Lo más interesante del enfoque de Jencquel es que el espectador entra a la película esperando ver la muerte de Jacqueline, pero la película sorprende en su tratamiento del tema. A pesar de la tensión implícita en el proyecto, la dirección evita caer en el morbo o en la explotación del sufrimiento, y en lugar de eso, presenta un relato casi sereno, teñido por la elegancia de la reflexión. La muerte es presentada aquí no como una amenaza, sino como un proceso natural y dignificado, en el que la autonomía y la elección personal se erigen como pilares fundamentales.
El documental no se limita a mostrar la muerte, sino que nos ofrece una mirada sobre cómo las personas viven sus últimos años, lo que significa para ellos tener la libertad de elegir cómo y cuándo partir, y cómo ese derecho se ve atravesado por el amor, el miedo y las expectativas de la familia. A través de la figura de Jacqueline, Jencquel invita a cuestionar lo que significa una vida vivida con dignidad, y cómo esa dignidad puede o no incluir la opción de ponerle fin de manera voluntaria y asistida.
En este sentido, el cineasta hace un trabajo brillante en el montaje, el cual es clave para que la película no se sienta opresiva ni deprimente. Hay momentos de ligereza, incluso humor, como si la misma muerte quisiera ser presentada como un acto de liberación y no de condena. Esto no solo hace que la película sea accesible, sino que refleja la visión de Jacqueline: la muerte no es algo que deba ser temido ni ocultado, sino algo que puede ser tratado con la misma serenidad y reflexión que cualquier otro aspecto de la vida.
Este enfoque da lugar a una reflexión más profunda sobre por qué los seres humanos somos tan reticentes a hablar sobre la muerte, especialmente sobre el suicidio asistido.
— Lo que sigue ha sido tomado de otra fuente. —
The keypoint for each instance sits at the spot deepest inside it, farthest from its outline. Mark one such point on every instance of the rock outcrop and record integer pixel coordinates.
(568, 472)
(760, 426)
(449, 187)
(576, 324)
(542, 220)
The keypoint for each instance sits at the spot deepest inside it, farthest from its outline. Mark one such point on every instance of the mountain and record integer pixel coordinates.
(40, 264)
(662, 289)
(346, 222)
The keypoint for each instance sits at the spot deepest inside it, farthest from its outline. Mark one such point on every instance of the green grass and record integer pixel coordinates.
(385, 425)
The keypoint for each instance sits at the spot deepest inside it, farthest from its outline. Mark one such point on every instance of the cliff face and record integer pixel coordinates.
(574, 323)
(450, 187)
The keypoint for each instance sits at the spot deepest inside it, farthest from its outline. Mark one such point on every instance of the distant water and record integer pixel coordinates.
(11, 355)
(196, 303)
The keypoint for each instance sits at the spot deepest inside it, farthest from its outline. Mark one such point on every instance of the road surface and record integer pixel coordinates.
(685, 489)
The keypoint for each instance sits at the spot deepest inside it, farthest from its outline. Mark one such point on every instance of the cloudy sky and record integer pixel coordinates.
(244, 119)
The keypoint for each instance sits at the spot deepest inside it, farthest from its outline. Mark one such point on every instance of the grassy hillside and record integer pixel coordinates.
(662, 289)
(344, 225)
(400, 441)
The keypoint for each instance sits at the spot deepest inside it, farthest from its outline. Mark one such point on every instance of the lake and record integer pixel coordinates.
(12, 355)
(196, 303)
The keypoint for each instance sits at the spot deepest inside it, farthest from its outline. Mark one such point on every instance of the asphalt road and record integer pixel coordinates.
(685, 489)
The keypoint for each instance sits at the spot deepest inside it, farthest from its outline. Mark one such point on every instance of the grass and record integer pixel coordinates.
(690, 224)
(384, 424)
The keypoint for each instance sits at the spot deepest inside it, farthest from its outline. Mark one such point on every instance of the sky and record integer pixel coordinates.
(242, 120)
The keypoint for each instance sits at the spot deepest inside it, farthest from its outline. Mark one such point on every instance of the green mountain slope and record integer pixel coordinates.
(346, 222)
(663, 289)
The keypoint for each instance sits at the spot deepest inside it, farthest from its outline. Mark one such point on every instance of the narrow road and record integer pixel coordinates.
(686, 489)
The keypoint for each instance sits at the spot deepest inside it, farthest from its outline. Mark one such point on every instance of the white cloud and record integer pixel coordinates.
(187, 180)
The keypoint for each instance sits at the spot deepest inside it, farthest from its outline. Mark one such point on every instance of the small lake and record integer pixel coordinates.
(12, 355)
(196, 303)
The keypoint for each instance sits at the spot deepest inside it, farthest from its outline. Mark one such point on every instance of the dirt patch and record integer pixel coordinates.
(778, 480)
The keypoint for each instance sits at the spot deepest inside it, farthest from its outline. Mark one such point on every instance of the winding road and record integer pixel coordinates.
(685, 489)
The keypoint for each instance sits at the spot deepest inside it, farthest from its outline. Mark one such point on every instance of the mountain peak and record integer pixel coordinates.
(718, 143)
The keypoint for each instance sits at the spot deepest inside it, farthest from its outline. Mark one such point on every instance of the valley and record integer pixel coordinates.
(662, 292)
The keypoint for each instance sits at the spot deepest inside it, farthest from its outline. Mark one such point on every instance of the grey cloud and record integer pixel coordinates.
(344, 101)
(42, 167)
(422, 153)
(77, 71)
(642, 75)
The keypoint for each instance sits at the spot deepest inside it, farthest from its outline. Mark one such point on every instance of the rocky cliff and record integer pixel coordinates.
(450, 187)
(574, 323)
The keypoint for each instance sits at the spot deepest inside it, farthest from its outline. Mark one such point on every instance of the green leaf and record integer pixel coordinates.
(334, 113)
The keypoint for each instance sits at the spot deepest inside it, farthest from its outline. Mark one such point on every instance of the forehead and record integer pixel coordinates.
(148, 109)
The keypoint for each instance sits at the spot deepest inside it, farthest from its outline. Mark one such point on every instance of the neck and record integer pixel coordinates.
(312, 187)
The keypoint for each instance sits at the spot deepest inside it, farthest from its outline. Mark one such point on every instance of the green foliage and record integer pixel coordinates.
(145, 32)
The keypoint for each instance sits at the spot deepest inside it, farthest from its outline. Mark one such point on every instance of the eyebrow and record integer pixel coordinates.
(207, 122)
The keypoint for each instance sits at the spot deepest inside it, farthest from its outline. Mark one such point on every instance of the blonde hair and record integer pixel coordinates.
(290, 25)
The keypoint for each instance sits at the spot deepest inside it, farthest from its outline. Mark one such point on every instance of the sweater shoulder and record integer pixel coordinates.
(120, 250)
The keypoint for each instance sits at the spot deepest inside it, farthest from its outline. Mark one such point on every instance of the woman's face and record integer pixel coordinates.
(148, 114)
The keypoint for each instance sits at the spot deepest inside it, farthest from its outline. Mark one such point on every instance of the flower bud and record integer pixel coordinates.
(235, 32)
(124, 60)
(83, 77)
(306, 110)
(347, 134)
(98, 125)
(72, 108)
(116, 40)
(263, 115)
Vivimos en una sociedad que celebra la vida con tanta fuerza que hemos olvidado que la muerte es también parte de ella. La constante búsqueda de la juventud y la evasión de la vejez como un fallo o un error, son actitudes profundamente arraigadas en nuestra cultura. Nos hemos acostumbrado a mantener a la muerte a distancia, a no hablar de ella, a no reconocer que es tan inevitable como vivir. Hablar de la muerte, especialmente cuando la persona decide cuándo y cómo partir, nos coloca frente a nuestras propias inseguridades y miedos, a la incertidumbre de lo que nos espera. Pero, como Jencquel demuestra con su cámara, el proceso de enfrentarse a la muerte es una conversación profundamente humana, cargada de contradicciones pero también de una extraordinaria belleza.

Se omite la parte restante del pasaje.